3.7 A FÁBRICA DE ESPERANÇA

O tema ajuda humanitária será abordado de maneira mais detalhada nos dois capítulos que se seguirão, no entanto, torna-se necessário também falar sobre outra instituição que, segundo muitos interlocutores, de inspiração para que os então chamados “braços sociais” fossem formados: a Fábrica de Esperança. Tratou-se de uma Organização Não-Governamental, localizada no bairro de Acari no Rio de Janeiro, fundada em 1994 e encerrada em 1998. O estabelecimento ocupava uma área de 55 mil metros quadrados, se distribuindo por vários andares. O estabelecimento foi idealizado e presidido por Caio Fábio, na época também presidente da “Vinde”, uma revista de cunho evangélico largamente conhecida nacionalmente. Rapidamente este espaço ganhou visibilidade e notoriedade, tanto por parte de políticos cariocas e de envergadura nacional quanto de empresários que se dispuseram a estabelecer parcerias.
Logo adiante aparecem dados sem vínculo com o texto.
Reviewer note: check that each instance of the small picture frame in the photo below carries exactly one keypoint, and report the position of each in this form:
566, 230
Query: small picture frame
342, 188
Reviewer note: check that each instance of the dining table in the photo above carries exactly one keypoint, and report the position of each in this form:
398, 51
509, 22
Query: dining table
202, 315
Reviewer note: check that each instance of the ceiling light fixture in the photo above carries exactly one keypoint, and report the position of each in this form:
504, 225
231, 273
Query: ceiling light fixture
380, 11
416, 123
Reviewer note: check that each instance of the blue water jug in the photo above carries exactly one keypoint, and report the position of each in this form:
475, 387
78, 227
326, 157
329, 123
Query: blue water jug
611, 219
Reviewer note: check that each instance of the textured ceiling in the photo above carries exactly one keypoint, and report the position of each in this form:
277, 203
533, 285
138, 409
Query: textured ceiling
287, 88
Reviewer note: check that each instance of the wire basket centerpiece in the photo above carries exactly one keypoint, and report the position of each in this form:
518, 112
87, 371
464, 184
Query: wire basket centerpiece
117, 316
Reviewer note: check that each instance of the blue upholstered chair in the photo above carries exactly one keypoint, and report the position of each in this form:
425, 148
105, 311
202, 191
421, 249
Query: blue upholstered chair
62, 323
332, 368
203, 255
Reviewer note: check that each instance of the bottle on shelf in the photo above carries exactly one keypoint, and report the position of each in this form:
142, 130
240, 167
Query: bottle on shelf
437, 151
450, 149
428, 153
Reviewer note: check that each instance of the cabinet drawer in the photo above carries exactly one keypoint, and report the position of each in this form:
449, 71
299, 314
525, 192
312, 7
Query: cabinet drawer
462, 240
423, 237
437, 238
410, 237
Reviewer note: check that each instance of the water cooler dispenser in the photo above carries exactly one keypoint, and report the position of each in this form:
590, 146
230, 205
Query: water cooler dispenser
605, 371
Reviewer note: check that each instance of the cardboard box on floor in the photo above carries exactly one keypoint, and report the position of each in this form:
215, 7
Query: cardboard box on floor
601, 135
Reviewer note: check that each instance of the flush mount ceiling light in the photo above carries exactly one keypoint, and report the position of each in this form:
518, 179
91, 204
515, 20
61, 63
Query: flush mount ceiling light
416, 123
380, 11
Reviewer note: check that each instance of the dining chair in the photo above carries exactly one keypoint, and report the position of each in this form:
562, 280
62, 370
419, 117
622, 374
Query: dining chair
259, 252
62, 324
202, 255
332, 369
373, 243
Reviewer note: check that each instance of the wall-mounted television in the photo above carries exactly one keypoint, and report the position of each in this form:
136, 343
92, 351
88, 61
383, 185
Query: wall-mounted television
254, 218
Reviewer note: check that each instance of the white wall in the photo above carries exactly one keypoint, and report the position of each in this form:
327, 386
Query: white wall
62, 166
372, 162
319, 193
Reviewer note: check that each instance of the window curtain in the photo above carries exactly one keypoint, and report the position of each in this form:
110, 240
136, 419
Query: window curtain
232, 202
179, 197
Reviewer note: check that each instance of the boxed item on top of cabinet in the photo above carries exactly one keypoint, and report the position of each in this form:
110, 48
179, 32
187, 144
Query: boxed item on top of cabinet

Em meados de 2015, quando perguntado por um espectador de seu programa diário sobre como se posicionar socialmente sem cair em “ideologias” – termo largamente difundido por ele e seus seguidores – ele responde:

O exemplo que eu sempre dou é o da Fábrica de Esperança. Nós não chegamos nas favelas de Acari e adjacências com força policial. A força policial tava lá a anos e só piorava. Nós chegamos foi com 66 projetos sociais simultâneos, que atendiam 24 mil pessoas, com um pequeno Estado montado lá dentro, uma pequena prefeitura, e todos os serviços médicos, sociais possíveis. Cursos técnicos, treinamento, esporte, creche, psicossocial, visitas de casa em casa; psicólogos atendendo a garotada, os pais, as mães. 300 mil pessoas a volta sendo atendidas. Depois de cinco anos a violência tinha caído pra 5% do que era, e o tráfico de drogas tinha quase acabado na

região. Ficou reduzido a nada! A 5% do que costumava ser. Isso só prova o que ele está dizendo: Na falta de um Estado, pra provar que o problema era o Estado, nós fizemos da Fábrica de Esperança um modelinho do Estado naquela comunidade de 300 mil pessoas. E cinco anos depois, aquela região que era o paiol de armas que servia, naquele tempo, ao Comando Vermelho e Terceiro Comando, porque os outros ainda estavam começando, os demais comandos da cidade... O paiol que servia ali, que não tava vinculado a ninguém pra ser distribuidor de armas, além de drogas, acabou. Ele (o tráfico) ficou bem reduzido. O Governo disse, isso foi estatística governamental... Depois da Fábrica de Esperança... Enquanto a Fábrica tava presente, ficou reduzido a 5% do que costumava ser antes. (Caio Fábio D’Araújo Filho, 22/10/2015)52

Caio Fábio ainda continua falando sobre sua discordância em relação à ocupação maciça das favelas pela força policial, ressaltando, como pode ser observado acima, tanto o trabalho desenvolvido pela Fábrica de Esperança, como também por conhecer “de dentro” como funcionam as organizações policiais e a lógica do Governo estadual. Ele explica que fez parte de uma equipe, em parceria com a corregedoria da PM – uma espécie de força tarefa – que responderia direto ao governador do estado do Rio. Ele afirma:

Eu trabalhei dentro da Polícia. Eu fui designado pelo governo do estado do Rio de Janeiro pra fazer parte de grupos que faziam um trabalho junto à Corregedoria de Polícia, mas era um conselho que funcionava de superior a Corregedoria, vinculada direto ao governador do estado, que naquele tempo era o Nilo Batista. Eu sei, eles me deram acesso a tudo! Eu sei como isso funciona. Eu tinha amigos lá dentro, coronéis da PM, gente boa. Naquele tempo a PM tinha 25% de evangélicos dentro da PM, no Rio de Janeiro. Hoje o número deve ser muito maior, mas você vê que não basta aquele simplismo de dizer: “Não, nós precisamos de muitas pessoas cristãs aqui dentro pra melhorar a PM.”. Aí botam uns cristãos lá dentro que não conhecem o Evangelho, que vêm dessas igrejas que a gente mostra aqui todo dia. O cara de Jesus só sabe o nome. Coitado, ele chega lá, depois de uns meses, um ano ou dois... Se ele não tiver muita consistência, ele acaba entrando num programa de existência que não era o dele; que nunca foi o sonho dele; que nem ele, e vai se prejudicando, porque faltam todos esses elementos. Desde aqueles de investimento direto na Polícia, como aqueles que têm a ver com o aparato na sociedade contingencial imediata ali, que é o que faz o trabalho da Polícia ali, se tornar mais viável e mais possível!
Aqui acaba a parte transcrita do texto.